Slavery and Interstate Commerce in Appalachia

As mentioned before, I am undertaking a new project that involves the study of slavery in Catoosa County. In order to do so, I am building a sturdy base by examining historiography related to slavery in the ‘Deep South’ in comparison to slavery in Appalachia. Today I came across Wilma A. Dunaway’s Women, Work, and Family in the Antebellum Mountain SouthAlthough slavery is not the main focus of the book, Dunaway does provide some keen insight into slavery in Appalachia as she explains its effect on women and the family. Take for example this passage: 

Census returns and personal narratives of African-Americans provide conclusive evidence that white Appalachians contributed significantly to the interstate traffic in slaves…Appalachian slaveholders routinely commodified black laborers in two ways. One of every three Upper South slaves was sold annually, most through the interstate slave trade, but fewer than one-third of all Appalachian slave sales were transacted locally. Instead, two of every five Appalachian owners sold slaves to traders engaged in interstate trafficking, many of whom made regular annual or biannual circuits throughout the Upper South.In addition to itinerant traders, some Appalachian entrepreneurs engaged in the practice of buying up local slaves for export. In reality, about 1 of every 154 Appalachian households acquired part of its income from slave trading activities. Much more often than selling, Appalachian masters engaged in commercial trading by hiring out their slaves on a profitable basis. Since one-fifth of the Appalachian narratives record instances of slave hiring, it is evident that Appalachian masters leased out slaves more frequently than other southern slaveholders….

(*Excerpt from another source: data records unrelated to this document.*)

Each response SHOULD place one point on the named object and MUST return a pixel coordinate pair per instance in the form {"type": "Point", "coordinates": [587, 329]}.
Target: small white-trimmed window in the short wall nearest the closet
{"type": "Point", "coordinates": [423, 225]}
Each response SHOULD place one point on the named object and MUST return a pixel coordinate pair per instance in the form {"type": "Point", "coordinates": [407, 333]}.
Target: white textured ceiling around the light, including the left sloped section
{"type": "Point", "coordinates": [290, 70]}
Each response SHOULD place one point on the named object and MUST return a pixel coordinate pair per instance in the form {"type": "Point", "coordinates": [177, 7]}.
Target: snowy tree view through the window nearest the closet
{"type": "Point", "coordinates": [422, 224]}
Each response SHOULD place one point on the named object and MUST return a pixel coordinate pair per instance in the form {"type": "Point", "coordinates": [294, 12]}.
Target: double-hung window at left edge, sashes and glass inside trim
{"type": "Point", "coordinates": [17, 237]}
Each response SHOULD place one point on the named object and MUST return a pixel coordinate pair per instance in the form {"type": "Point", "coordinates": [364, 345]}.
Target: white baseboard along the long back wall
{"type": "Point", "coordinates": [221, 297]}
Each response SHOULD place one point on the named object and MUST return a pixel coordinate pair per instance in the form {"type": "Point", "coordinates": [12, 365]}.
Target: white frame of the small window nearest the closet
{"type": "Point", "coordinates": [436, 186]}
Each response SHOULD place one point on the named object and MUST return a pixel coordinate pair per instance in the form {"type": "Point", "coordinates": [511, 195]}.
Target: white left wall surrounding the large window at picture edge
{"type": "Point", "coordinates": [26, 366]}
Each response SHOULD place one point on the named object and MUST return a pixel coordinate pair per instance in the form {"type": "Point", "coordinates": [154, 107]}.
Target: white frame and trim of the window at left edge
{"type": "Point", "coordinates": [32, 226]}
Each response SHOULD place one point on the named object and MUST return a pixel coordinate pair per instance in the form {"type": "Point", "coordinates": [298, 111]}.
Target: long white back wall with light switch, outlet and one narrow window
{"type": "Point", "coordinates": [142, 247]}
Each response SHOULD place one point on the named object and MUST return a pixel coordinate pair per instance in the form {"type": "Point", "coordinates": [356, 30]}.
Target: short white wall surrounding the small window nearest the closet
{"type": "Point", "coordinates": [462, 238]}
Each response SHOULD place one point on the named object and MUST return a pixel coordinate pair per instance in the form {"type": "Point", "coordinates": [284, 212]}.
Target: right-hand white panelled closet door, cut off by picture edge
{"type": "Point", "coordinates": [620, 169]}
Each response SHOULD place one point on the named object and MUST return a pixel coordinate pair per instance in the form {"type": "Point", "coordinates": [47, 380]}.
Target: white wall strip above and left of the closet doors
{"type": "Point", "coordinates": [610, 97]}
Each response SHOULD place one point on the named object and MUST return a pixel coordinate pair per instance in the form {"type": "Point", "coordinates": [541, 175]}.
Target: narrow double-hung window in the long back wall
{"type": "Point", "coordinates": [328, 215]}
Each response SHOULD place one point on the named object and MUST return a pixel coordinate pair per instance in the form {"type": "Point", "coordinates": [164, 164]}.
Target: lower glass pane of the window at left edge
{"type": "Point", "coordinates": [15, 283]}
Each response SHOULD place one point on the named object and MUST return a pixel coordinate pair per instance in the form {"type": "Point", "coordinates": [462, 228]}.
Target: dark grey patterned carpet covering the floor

The slave trade was structurally integrated into Appalachian community and town life. Even when their own slave populations were small, Appalachian towns provided the locus for the congregation of buyers and sellers; the p ens, jails, and depots; the exchanges and auctions blocks that supported the slave trade….

This is definitely food for thought.

12 thoughts on “Slavery and Interstate Commerce in Appalachia

    1. She is quoting herself in books she wrote that were published 2003; The African American Family in Slavery and Emancipation and Slavery in the American Mountain South.

      She consults a lot of primary source documentation. She is usually pretty good about posting her sources online as well.

  1. It is evident that Appalachian masters leased out slaves more frequently than other southern slaveholders…

    Would Dunaway (or you) argue that this is because Appalachia didn’t lend itself to the large-scale, plantation type agricultural model, but instead was small- to mid-sized farms where the need for labor was seasonal rather than year-round?

    1. I definitely think so. I’m working on a post now about slave use in manufacturing in Appalachia as well, I could definitely see slave owners renting their slaves out to manufacturers.

  2. I’m curious is you’ll keep doing this research for modern day human trafficking/slavery in the same area. It is still a growing enterprise. It just happens out of sight a little more than before.

  3. Probably the definitive work on the slave trade within the United States including the economic importance of the leasing of slaves is Frederic Bancroft’s classic Slave Trading in the Old South (originally published in 1931. I highly recommend getting the 1996 reprint with an introduction by Michael Tadman http://www.amazon.com/Slave-Trading-South-Southern-Classics/dp/1570031037/ref=sr_1_1?s=books&ie=UTF8&qid=1436398435&sr=1-1&keywords=slave+trading+in+the+old+south )

        1. It’s index is organized by states, cities, and topics rather than regions so you may be able to recognize what’s useful to you on Appalachia better than I but I’d still say it’s essential reading regardless. Bancroft was too young to observe slavery personally, but he did do his research when people who had been involved in every aspect of it as adults, including former enslaved people, were alive and he interviewed people from every aspect.

          1. Thanks for the tip. Unfortunately for me, I do not have wide open access to a research library anymore. I’ll have to run down a copy somehow.